Bilkey gives the example of Pitiau and Ngatokotai Tomokino, who entered into a sale and purchase agreement for a motel unit at 300 Lake Terrace, Taupo, on October 6, 2009, from a company related to Cooper, on the understanding that it would be on-sold rapidly for a profit.
The purchase price was $320,000 plus GST but, at the time, the title for the unit had yet to be issued.
That title was never issued, so the purchase was never completed, but the BNZ lent the Tomokinos, who work as a lowly paid storeman and seamstress, and who were then aged 51 and 61, the $86,000 deposit.
Bilkey believes the BNZ did not know it was financing a deposit on a rental property, and the loan application is blank in the space where the reason for borrowing is usually stated. Had the bank checked with the Tomokinos, it would have learnt what the money was for.
It would have been immediately apparent that the Tomokinos would never have qualified for finance to settle the rest of the purchase price, Bilkey said.
The $86,000 loan was secured over the Tomokinos' home in Mangere, which was supposedly worth $295,000, and on which they owed just under $140,000 to another bank - a loan that BNZ refinanced, leaving it with the ability to put the Tomokinos out of their home.
A letter from Justin Toebes Law acknowledges that the bank regards the Tomokinos, who have carried on paying their mortgage, as "good borrowers" and said it was taking enforcement action reluctantly.
Another of the borrowers are the Mairis, who bought one of the Taupo units for $320,000 plus GST, settling on March 27, 2009. Again the bank, through Justin Toebes Law, acknowledges the position of the borrowers, writing: "We understand they are members of the Cook Island community who were defrauded by Glen Cooper" though, as with the Tomokinos, the SFO charges do not relate to the deals involving units at 300 Lake Terrace.
The BNZ lent the Mairis - both laundry workers - over half a million dollars, which included refinancing their Mangere home.
The Taupo unit has now been sold at mortgagee sale for $180,000 and there is a shortfall, which Bilkey says is more than the equity the Mairis have in their home.
Without mercy from the BNZ, it appears the Tomokinos, the Mairis, and the two other sets of BNZ borrowers will end up having to sell up their homes, or have it done for them.
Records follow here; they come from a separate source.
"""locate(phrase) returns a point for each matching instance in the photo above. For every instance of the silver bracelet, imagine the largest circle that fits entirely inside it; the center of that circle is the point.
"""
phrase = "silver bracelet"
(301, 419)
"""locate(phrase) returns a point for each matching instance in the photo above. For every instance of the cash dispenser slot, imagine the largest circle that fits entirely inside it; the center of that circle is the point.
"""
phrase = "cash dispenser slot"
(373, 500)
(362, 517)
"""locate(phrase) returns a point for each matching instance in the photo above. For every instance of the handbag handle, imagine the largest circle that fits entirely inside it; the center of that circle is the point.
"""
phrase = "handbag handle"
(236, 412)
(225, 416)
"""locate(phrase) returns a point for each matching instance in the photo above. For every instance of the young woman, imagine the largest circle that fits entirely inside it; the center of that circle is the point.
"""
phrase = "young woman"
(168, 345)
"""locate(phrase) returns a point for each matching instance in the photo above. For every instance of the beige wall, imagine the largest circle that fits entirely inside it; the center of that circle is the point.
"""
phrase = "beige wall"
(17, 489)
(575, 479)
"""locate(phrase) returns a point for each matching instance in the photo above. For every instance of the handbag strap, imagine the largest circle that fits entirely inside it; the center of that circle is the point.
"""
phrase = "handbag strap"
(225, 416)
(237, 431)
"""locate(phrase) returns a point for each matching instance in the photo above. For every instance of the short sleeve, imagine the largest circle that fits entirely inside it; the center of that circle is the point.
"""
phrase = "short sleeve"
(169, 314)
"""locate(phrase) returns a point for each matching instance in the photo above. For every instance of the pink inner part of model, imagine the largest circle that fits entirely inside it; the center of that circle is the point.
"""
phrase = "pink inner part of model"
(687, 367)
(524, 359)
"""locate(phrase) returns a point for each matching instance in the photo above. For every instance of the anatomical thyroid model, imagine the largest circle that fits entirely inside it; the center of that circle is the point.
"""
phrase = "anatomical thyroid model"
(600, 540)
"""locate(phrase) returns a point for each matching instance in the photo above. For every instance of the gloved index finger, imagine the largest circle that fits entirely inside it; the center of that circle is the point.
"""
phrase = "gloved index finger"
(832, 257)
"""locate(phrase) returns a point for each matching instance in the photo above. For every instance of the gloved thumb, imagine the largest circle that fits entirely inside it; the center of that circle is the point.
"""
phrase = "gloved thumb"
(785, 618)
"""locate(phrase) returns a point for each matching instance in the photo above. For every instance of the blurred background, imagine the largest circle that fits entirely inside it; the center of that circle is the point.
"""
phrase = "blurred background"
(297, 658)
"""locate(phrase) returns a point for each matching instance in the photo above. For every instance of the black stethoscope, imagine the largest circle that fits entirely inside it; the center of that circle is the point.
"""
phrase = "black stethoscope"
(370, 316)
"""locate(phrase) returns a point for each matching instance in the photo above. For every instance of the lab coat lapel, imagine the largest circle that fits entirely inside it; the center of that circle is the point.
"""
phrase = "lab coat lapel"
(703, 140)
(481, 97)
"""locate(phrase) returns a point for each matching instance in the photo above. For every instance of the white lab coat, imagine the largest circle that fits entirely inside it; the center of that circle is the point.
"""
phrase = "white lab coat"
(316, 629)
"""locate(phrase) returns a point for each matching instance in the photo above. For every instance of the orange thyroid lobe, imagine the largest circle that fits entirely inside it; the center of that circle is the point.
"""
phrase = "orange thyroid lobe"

Legal precedent is clear on one point: banks are not responsible for vetting whether an investment a borrower is making is a good idea, and New Zealand does not have any responsible lending laws.
The families do not have the funds to take a civil case to challenge the bank's right to collect the money. An attempt to get a legal aid loan for the Tomokinos was unsuccessful.
Bilkey said: "The BNZ's position is that it isn't their job to determine whether a particular loan application stacks up from an investment point of view - BNZ v Geddes and Pope. My view is that they do have an obligation to undertake appropriate and prudent inquiries."